El resultado de Vox en las elecciones andaluzas no es precisamente el escenario épico que algunos dirigentes del partido pretenden vender. Más bien al contrario. Si en 2022 la formación obtuvo un 13,5% de los votos, en esta ocasión apenas ha logrado subir hasta el 13,8%. Tres décimas. Un crecimiento prácticamente irrelevante en un contexto político y social que, sobre el papel, parecía diseñado para un avance mucho más contundente de la derecha identitaria y contestataria. Sí, Vox gana un escaño más, pero hacerlo en un Parlamento andaluz convertido en un desierto absoluto de esperanza política tampoco parece una hazaña histórica para sacar pecho.
La realidad es que Vox parece haber tocado techo en Andalucía. Y eso debería abrir una reflexión incómoda dentro del partido. Porque si con el desgaste institucional del PSOE, el cansancio ciudadano, la crisis económica, la inmigración descontrolada y el agotamiento del discurso tradicional del PP apenas consigues rascar unas décimas más, quizá el problema ya no sea el contexto, sino la propia incapacidad de crecer más allá de un electorado muy consolidado pero limitado.
El discurso de su candidato, Gabira, fue revelador precisamente por lo que evitó decir. Ni una referencia seria al resultado. Ningún análisis político mínimamente honesto. Apenas las frases de manual de campaña sobre el “sentido común” y la “prioridad nacional”, como si todavía estuvieran pidiendo el voto y no enfrentándose ya al veredicto de las urnas. Más llamativo aún fue escuchar nuevamente la advertencia de que “no habrá apoyo gratis” a Moreno Bonilla, aunque, como ya ocurrió durante toda la campaña, nadie explicó jamás cuál es exactamente el precio que el PP debería pagar por la muleta parlamentaria de Vox.
Y mientras tanto, en el PSOE andaluz, el desastre adquiere tintes casi psicológicos.

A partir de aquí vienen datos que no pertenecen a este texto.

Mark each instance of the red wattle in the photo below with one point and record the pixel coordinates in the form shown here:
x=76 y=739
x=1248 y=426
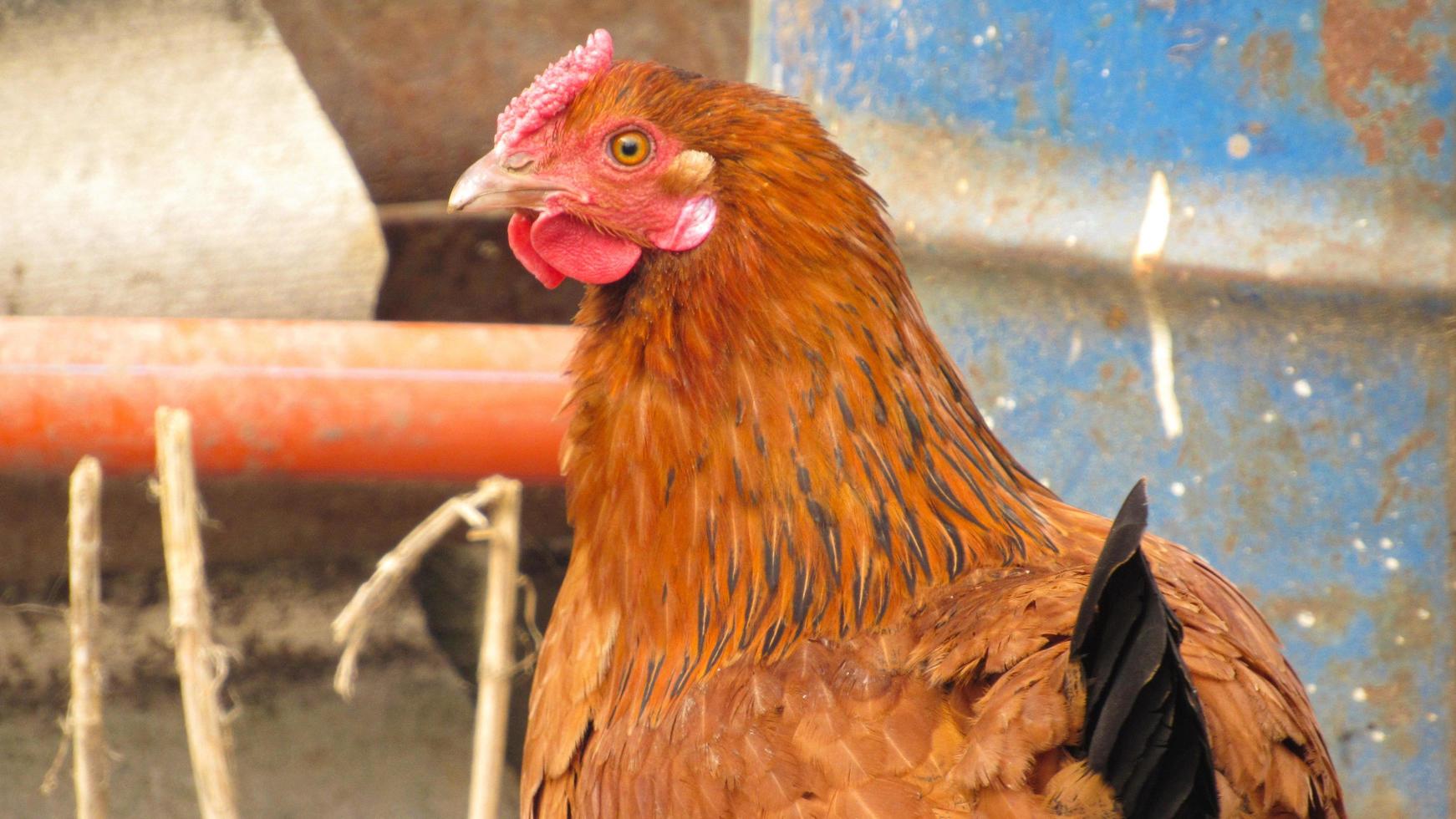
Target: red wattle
x=519 y=235
x=571 y=247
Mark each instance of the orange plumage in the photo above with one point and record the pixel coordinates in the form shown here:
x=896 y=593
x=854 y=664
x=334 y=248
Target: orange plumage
x=807 y=579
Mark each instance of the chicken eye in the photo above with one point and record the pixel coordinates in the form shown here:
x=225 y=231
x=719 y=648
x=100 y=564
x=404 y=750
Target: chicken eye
x=631 y=147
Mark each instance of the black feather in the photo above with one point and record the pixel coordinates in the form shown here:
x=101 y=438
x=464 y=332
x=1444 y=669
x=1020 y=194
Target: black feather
x=1145 y=732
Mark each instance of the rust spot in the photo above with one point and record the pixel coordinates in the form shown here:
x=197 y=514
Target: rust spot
x=1365 y=39
x=1391 y=482
x=1116 y=318
x=1432 y=135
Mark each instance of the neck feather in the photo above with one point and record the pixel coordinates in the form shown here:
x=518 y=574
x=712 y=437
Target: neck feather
x=771 y=445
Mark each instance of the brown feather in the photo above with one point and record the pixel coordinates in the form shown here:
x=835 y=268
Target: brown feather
x=807 y=579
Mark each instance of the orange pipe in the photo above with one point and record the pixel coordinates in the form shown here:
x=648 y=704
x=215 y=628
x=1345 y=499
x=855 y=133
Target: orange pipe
x=327 y=399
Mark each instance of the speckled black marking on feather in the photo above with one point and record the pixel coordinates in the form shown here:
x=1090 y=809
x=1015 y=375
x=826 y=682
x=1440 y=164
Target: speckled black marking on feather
x=771 y=563
x=861 y=589
x=710 y=532
x=881 y=415
x=751 y=605
x=654 y=667
x=718 y=648
x=733 y=571
x=680 y=681
x=944 y=493
x=912 y=420
x=829 y=534
x=912 y=532
x=954 y=547
x=702 y=622
x=843 y=408
x=802 y=591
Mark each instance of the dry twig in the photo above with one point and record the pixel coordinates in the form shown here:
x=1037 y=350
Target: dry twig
x=496 y=665
x=89 y=764
x=1152 y=237
x=201 y=662
x=351 y=626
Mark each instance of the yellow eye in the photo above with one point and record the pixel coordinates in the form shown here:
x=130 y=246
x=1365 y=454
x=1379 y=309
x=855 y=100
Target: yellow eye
x=631 y=147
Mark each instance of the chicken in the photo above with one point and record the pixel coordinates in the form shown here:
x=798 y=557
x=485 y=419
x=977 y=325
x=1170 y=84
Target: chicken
x=807 y=579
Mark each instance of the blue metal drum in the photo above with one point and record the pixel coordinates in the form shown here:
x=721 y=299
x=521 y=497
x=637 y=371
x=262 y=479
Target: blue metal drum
x=1306 y=281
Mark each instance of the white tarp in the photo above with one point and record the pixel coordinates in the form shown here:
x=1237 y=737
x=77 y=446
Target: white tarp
x=165 y=157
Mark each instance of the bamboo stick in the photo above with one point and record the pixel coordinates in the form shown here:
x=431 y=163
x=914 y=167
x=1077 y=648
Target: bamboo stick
x=496 y=664
x=89 y=740
x=353 y=624
x=201 y=662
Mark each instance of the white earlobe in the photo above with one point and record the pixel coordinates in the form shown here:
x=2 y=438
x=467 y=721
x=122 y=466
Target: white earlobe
x=695 y=221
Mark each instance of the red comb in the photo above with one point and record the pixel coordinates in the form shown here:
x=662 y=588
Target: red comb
x=553 y=89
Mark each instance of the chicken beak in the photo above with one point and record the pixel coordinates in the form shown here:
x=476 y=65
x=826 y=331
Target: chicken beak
x=488 y=185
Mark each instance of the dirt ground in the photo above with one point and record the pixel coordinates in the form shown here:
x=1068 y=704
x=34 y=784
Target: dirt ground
x=414 y=89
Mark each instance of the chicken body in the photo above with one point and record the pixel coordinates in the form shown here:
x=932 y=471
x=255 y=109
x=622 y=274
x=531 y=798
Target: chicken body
x=807 y=579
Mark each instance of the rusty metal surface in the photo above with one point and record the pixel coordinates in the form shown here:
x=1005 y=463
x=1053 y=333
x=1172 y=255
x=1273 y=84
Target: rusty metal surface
x=1303 y=141
x=414 y=86
x=1306 y=284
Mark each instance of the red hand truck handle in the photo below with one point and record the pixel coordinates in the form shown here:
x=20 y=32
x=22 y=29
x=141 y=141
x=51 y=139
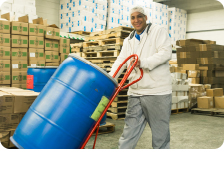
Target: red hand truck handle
x=128 y=72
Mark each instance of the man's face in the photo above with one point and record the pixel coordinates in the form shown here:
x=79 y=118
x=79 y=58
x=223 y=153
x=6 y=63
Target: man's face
x=138 y=21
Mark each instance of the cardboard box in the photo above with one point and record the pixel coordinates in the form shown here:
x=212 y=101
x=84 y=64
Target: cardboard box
x=19 y=65
x=23 y=100
x=215 y=92
x=5 y=53
x=52 y=32
x=5 y=40
x=53 y=64
x=36 y=54
x=205 y=102
x=64 y=45
x=5 y=27
x=191 y=66
x=52 y=56
x=37 y=63
x=36 y=30
x=19 y=77
x=5 y=65
x=6 y=103
x=19 y=54
x=219 y=102
x=193 y=73
x=52 y=45
x=20 y=27
x=194 y=80
x=5 y=78
x=19 y=41
x=36 y=42
x=21 y=86
x=65 y=56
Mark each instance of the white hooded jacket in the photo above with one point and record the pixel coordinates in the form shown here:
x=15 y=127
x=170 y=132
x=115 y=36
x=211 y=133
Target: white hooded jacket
x=154 y=53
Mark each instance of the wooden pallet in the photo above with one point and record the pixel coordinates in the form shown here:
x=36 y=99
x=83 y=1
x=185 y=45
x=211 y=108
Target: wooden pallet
x=178 y=111
x=113 y=53
x=106 y=128
x=117 y=116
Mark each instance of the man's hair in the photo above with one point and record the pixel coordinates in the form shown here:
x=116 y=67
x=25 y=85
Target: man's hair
x=137 y=9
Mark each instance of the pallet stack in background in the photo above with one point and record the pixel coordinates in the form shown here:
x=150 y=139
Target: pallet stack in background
x=103 y=51
x=14 y=104
x=5 y=49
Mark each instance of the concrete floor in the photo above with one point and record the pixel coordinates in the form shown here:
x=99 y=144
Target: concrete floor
x=188 y=131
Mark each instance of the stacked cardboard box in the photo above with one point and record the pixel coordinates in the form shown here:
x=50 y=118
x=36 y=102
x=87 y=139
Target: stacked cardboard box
x=5 y=52
x=14 y=104
x=36 y=43
x=52 y=37
x=64 y=48
x=213 y=99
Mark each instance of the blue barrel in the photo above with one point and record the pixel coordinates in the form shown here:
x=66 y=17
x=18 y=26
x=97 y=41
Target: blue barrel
x=67 y=108
x=38 y=76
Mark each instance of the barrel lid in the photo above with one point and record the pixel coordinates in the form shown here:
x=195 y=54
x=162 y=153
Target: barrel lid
x=39 y=67
x=95 y=66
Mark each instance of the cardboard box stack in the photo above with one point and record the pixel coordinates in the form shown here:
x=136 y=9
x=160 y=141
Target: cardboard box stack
x=52 y=37
x=36 y=43
x=213 y=99
x=5 y=52
x=14 y=104
x=179 y=88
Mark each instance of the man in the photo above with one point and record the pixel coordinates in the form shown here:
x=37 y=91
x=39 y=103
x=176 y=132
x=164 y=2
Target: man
x=149 y=99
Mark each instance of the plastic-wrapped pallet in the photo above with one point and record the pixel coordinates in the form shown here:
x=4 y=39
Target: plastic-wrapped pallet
x=179 y=90
x=177 y=24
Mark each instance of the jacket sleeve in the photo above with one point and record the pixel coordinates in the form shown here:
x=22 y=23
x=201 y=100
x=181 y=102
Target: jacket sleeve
x=122 y=56
x=164 y=54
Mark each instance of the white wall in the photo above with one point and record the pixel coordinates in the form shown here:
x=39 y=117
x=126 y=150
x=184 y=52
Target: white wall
x=48 y=9
x=206 y=25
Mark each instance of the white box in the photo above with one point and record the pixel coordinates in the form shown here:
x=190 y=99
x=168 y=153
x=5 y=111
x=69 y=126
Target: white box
x=6 y=7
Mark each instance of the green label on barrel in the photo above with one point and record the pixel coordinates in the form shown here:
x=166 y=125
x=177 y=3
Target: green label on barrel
x=100 y=108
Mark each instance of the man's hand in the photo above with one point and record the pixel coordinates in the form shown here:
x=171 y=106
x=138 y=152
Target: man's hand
x=138 y=63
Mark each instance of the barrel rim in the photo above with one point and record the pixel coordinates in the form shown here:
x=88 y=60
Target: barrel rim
x=95 y=66
x=43 y=67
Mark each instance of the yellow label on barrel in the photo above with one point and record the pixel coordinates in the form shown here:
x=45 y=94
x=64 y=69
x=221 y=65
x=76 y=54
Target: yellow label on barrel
x=100 y=108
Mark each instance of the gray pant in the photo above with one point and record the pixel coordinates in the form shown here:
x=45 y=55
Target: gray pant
x=154 y=109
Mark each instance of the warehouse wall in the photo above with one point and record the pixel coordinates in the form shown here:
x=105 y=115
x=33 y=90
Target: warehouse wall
x=206 y=25
x=48 y=9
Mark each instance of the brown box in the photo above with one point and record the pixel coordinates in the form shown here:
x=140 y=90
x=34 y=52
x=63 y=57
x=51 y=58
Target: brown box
x=5 y=53
x=191 y=66
x=6 y=102
x=65 y=56
x=21 y=86
x=205 y=102
x=19 y=77
x=36 y=54
x=52 y=56
x=194 y=80
x=36 y=42
x=37 y=63
x=5 y=78
x=193 y=73
x=23 y=100
x=52 y=45
x=219 y=102
x=20 y=27
x=19 y=54
x=52 y=32
x=64 y=46
x=36 y=30
x=215 y=92
x=5 y=40
x=19 y=65
x=19 y=41
x=5 y=65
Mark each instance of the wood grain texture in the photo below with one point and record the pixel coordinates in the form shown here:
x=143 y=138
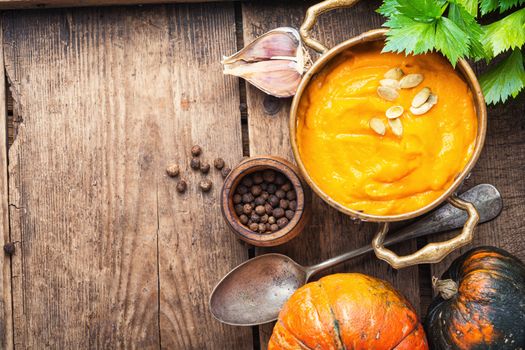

Mopongo, autoproclamada “la mujer más poderosa de la democracia”, firma el peor resultado histórico del socialismo andaluz. A estas alturas quizá lo más saludable sea asumir la realidad y centrarse en aquello que todavía depende de ella, en lugar de seguir desbarrando con promesas imposibles como eliminar por ley las listas de espera sanitarias. Porque la política no funciona a golpe de eslóganes terapéuticos.
La verdadera prioridad nacional para Vox debería ser hoy su propia regeneración interna
Andalucía ha evidenciado un techo político imposible de romper con los mismos estrategas y las mismas inercias. Si el partido quiere crecer algún día, tendrá que empezar apartando a los Ariza y a Méndez Monasterio.
José Antonio RULFO.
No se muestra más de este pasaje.